Los actos estructurados, como consecuencia irremediable de la evolución, han convertido nuestro cerebro en un sistema neuronal interconectado a una infraestructura mental diseccionada del espacio-tiempo. Una constante pareidolia que estratifica la percepción del universo conocido.
Si contemplásemos el movimiento de una formación nubosa sin plantearnos su forma, su color o su velocidad de desplazamiento empujada por las corrientes de aire, la mente, libre de la acostumbrada fragmentación, disfrutaría de la sensación única de claridad, ligereza y libertad de un fenómeno natural que existe, se expande y desaparece en un nuevo estrato o cumulonimbo. Podríamos adherirnos a la temporalidad como elemento sucesivo, constante y no medido al igual que hicieron nuestros antepasados hace miles de años.
Antaño, el cerebro se adaptaba a los ciclos lunares en los que el astro de plata dictaba el orden de crecimiento de los campos. Nuestros ancestros observaban el flujo de las estaciones y contemplaban como los océanos inhalaban y expiraban vida en cada bajamar y pleamar.
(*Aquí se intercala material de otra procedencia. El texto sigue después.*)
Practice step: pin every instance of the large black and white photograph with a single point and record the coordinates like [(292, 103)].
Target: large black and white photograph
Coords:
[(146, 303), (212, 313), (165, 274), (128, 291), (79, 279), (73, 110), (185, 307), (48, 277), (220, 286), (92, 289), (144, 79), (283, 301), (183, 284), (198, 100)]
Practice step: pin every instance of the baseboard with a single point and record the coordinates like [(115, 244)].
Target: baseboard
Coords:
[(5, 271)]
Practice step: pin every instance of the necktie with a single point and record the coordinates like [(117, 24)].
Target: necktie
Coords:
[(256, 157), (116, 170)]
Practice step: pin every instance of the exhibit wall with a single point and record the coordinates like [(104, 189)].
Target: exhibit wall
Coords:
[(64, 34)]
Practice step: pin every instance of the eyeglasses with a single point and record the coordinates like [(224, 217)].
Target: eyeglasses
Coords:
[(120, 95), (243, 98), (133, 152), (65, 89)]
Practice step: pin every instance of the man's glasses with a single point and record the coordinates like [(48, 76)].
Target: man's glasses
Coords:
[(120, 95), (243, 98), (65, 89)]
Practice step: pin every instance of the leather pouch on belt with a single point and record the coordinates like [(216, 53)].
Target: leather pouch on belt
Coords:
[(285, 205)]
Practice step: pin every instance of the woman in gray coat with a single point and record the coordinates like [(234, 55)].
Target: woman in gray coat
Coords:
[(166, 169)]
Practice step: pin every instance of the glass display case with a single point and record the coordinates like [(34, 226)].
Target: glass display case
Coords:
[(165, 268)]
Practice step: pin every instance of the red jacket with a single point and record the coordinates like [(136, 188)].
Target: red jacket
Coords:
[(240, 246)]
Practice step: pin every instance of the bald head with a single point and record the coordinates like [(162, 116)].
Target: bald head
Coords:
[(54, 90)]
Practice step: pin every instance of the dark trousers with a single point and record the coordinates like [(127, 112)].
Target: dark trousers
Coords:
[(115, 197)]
Si recuperásemos esta herencia atávica comprenderíamos la atemporalidad de la existencia. Los infinitos instantes del devenir, huellas imborrables del destino, se disgregarían en la plenitud de la experiencia pausada, en la permanencia del efecto después de la causa y en la consecuencia imparable de considerarnos un fragmento indivisible de la eternidad.